The smell hit her an instant before she saw it.

“Jesus. Jesus Christ.”

“Lieutenant?” Peabody’s voice, ringing with concern, piped out of her pocket.

“Back off.” Eve leveled her weapon at the woman. “Drop the knife and back off.”

“Sending backup now. Give me your situation, Lieutenant.”

“I’ve got a homicide. Really fresh. I said back the hell off.”

The woman only smiled. She straddled Louis, or what was left of him. Blood pooled on the floor, splattered the white tiles, coated her hands and face. The stench of it, and the gore, was thick as smoke.

Louis, Eve noted, was well beyond hope. He’d been gutted and disemboweled. And he was busily being eviscerated.

“He’s already dead,” the woman said pleasantly.

“I can see that. Put down the knife.” Eve took a step closer, gesturing with the weapon. “Put it down and move away from him. Slow. Face down on the floor, hands behind your back.”

“It had to be done.” She slid her leg over the body until she was kneeling beside it, like a mourner over a grave. “Don’t you recognize me?”

“Yeah.” Even through the mask of blood, Eve had made the face. And she’d remembered the voice, the sweetness of it. “Mirium, right? First-degree witch. Now, drop the f**king knife and kiss the floor. Hands behind you.”

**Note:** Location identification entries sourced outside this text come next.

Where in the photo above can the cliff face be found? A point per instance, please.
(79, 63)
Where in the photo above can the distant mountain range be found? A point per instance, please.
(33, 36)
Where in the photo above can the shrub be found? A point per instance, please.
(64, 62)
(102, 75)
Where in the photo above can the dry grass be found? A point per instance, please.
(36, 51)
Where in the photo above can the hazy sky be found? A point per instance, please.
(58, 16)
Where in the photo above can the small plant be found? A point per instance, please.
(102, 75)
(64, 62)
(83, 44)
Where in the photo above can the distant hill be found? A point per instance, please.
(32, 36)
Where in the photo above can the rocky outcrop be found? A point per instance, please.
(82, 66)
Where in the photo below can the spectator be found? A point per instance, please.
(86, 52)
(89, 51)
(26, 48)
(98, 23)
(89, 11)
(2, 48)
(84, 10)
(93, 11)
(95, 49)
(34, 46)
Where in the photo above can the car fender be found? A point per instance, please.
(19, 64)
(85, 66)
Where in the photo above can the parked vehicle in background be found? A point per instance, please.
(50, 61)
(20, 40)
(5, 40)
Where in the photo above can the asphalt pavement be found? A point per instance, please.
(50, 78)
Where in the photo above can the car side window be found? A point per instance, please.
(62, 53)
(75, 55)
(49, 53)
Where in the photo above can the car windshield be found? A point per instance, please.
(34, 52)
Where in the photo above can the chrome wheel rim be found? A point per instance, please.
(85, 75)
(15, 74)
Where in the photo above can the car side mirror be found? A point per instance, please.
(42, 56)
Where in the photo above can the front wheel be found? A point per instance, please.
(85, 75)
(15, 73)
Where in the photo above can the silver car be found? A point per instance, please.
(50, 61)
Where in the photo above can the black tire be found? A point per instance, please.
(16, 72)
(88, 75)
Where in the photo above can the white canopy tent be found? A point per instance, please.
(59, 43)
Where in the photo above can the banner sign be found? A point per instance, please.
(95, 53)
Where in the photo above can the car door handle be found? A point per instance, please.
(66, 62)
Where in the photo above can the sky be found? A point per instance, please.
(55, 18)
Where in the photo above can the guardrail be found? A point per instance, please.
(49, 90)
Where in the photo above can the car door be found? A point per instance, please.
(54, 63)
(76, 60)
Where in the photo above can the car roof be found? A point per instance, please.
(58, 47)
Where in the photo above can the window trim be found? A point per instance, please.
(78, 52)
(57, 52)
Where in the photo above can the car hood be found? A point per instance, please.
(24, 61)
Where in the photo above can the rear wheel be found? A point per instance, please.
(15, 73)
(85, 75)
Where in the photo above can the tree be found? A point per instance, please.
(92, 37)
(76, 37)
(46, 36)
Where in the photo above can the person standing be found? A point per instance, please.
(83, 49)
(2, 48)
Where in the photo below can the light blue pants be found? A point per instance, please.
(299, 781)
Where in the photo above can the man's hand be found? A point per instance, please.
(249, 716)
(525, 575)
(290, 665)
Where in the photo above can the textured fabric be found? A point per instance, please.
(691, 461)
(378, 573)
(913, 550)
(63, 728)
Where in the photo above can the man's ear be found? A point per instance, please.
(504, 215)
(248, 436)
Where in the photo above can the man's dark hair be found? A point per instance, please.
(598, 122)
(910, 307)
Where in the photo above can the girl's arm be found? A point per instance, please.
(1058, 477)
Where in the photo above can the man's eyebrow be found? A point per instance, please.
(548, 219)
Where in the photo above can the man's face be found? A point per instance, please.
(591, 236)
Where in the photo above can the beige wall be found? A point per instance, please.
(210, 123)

“All right.” Obligingly, Mirium set the knife aside, barely glancing at it when Eve trapped it under her heel, sent it skidding across the room well out of reach. “He told me to be quick. In and out. I lost track of time.”

Eve tugged her restraints from her rear pocket, snapped them in place over Mirium’s wrists. “He?”

“Chas. He said I could do this one all by myself, but to be fast.” She let out a sigh. “I guess I wasn’t fast enough.”

With her mouth thin, Eve looked down at Louis Trivane. No, she thought I wasn’t fast enough. “You copy that, Peabody?”

“Yes, sir.”

“Pick up Charles Forte for questioning. Do it personally, and take two uniforms for backup. Don’t approach him alone.”

“Affirmative. Do you have the situation under control there, Lieutenant?”